It appears that overseas investors are reluctant to reverse their bearish stance on Indian stocks, as they continue to be net sellers, withdrawing billions of rupees from the exchanges in 2025 so far amid concerns over valuations, economic growth, and global trade uncertainties.
Capital flight is shifting from some emerging markets, including India, back to the U.S., fueled by optimism that Donald Trump’s economic policies could strengthen the U.S. economy. However, at the same time, concerns are mounting that his trade actions might lead to short-term inflationary pressures. As a result, investors are rebalancing their portfolios, reducing exposure to EMs and investing in U.S. bonds and equities.
Uncertainty surrounding interest rate cuts by the U.S. Federal Reserve in 2025 is also drawing capital to the U.S., as Trump’s tariff measures have led policymakers to adopt a wait-and-see approach before announcing another rate cut, further supporting the rise in bond yields and the U.S. Dollar Index.
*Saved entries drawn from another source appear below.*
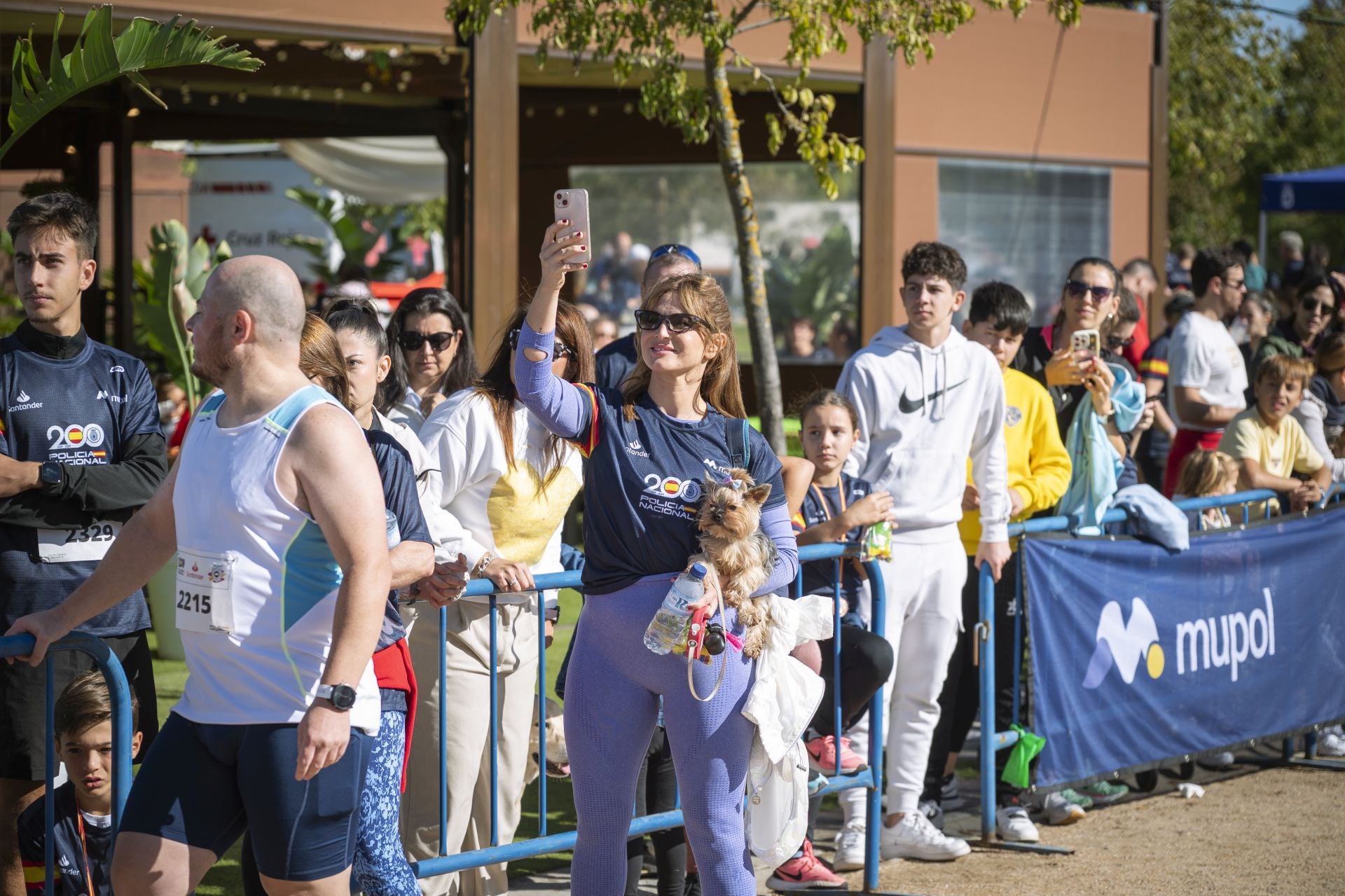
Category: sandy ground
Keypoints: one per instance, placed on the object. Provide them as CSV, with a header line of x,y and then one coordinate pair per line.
x,y
1278,830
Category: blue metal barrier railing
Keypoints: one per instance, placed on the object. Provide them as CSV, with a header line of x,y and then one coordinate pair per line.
x,y
545,843
993,740
118,693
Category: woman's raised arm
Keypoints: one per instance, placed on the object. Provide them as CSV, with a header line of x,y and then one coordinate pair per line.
x,y
563,408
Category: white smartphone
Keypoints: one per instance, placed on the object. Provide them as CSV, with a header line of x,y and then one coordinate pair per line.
x,y
1087,340
572,205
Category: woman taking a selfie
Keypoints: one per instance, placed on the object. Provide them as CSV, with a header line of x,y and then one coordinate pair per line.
x,y
651,444
507,483
432,355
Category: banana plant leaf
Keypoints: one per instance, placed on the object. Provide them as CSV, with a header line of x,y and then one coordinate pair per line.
x,y
99,57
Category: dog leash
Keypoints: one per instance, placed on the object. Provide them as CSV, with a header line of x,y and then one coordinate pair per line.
x,y
696,643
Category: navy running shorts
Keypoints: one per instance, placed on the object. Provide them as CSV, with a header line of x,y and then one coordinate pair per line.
x,y
203,785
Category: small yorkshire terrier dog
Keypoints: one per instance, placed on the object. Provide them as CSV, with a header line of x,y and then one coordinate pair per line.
x,y
732,540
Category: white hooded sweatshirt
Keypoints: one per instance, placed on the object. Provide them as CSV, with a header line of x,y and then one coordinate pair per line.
x,y
922,413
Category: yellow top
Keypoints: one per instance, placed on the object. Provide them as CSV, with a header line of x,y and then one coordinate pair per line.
x,y
1039,464
1279,454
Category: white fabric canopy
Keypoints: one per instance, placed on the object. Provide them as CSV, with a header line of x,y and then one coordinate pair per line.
x,y
378,170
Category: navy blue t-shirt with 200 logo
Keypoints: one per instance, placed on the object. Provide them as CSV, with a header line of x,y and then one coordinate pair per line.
x,y
78,411
644,483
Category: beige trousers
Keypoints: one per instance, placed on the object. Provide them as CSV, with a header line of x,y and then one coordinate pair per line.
x,y
469,740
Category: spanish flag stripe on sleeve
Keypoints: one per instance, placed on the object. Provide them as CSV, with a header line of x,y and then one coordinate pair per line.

Meanwhile, the attractive valuations of Chinese stocks are emerging as an additional headwind for the Indian stock market.
Against this backdrop, FPIs have offloaded another ₹36,976 crore worth of Indian shares on exchanges in the current month so far after selling ₹87,374 crore in January, taking their year-to-date (YTD) outflows to ₹1.24 lakh crore, as per the NSDL data.
The relentless selling has sent the Nifty 50 and Sensex down by 5% in the current year so far, while the Nifty Midcap 100 and Nifty Smallcap 100 indices have declined by 20% in the same period.
The sell-off has not only impacted the markets but also exerted significant pressure on the Indian rupee, which has depreciated nearly 1.50% in 2025 so far, making it the second-worst performing Asian currency after the Indonesian Rupiah.
According to market experts, China has attracted significant investor interest in recent months due to expectations of a economic recovery. The world’s second-largest economy has announced several monetary and fiscal measures in recent months, including interest rate cuts and the unification of minimum down payments for home loans, aimed at revitalizing the property market.
In late September 2024, China unveiled its biggest stimulus package since the pandemic, prompting investors to increase their exposure to Chinese equities, as Chinese stock valuations were relatively cheaper compared to those in India, as per the experts.
The emergence of Chinese AI startup DeepSeek, which claims to be a free alternative to ChatGPT, has further boosted sentiment toward technology stocks, particularly those listed in Hong Kong.
Dr V K Vijayakumar, Chief Investment Strategist, Geojit Financial Services said, ” After Trump’s victory in US presidential elections, the US market has been attracting huge capital inflows from the rest of the world. But recently, China has emerged as a major destination of portfolio flows. The Chinese president’s new initiatives with their leading businessmen have kindled hopes of a growth recovery in China.”
The Chinese stock market responded positively to this. The Hang Seng index (FIIs buy Chinese stocks through the Hong Kong stock market) shot up by 18.7% in a month in sharp contrast to the 1.55 % decline in the Nifty.
“Since Chinese stocks continue to be cheap, this ‘Sell India, Buy China’ trade may continue. But this trade has happened in the past and experience is that it will fizzle out soon since there are structural problems constraining Chinese economic revival. Revival of FII investment in India will happen when economic growth and corporate earnings revive. Indications of that are likely to happen in two to three months,” he further added.
Disclaimer: The views and recommendations given in this article are those of individual analysts. These do not represent the views of Mint. We advise investors to check with certified experts before taking any investment decisions.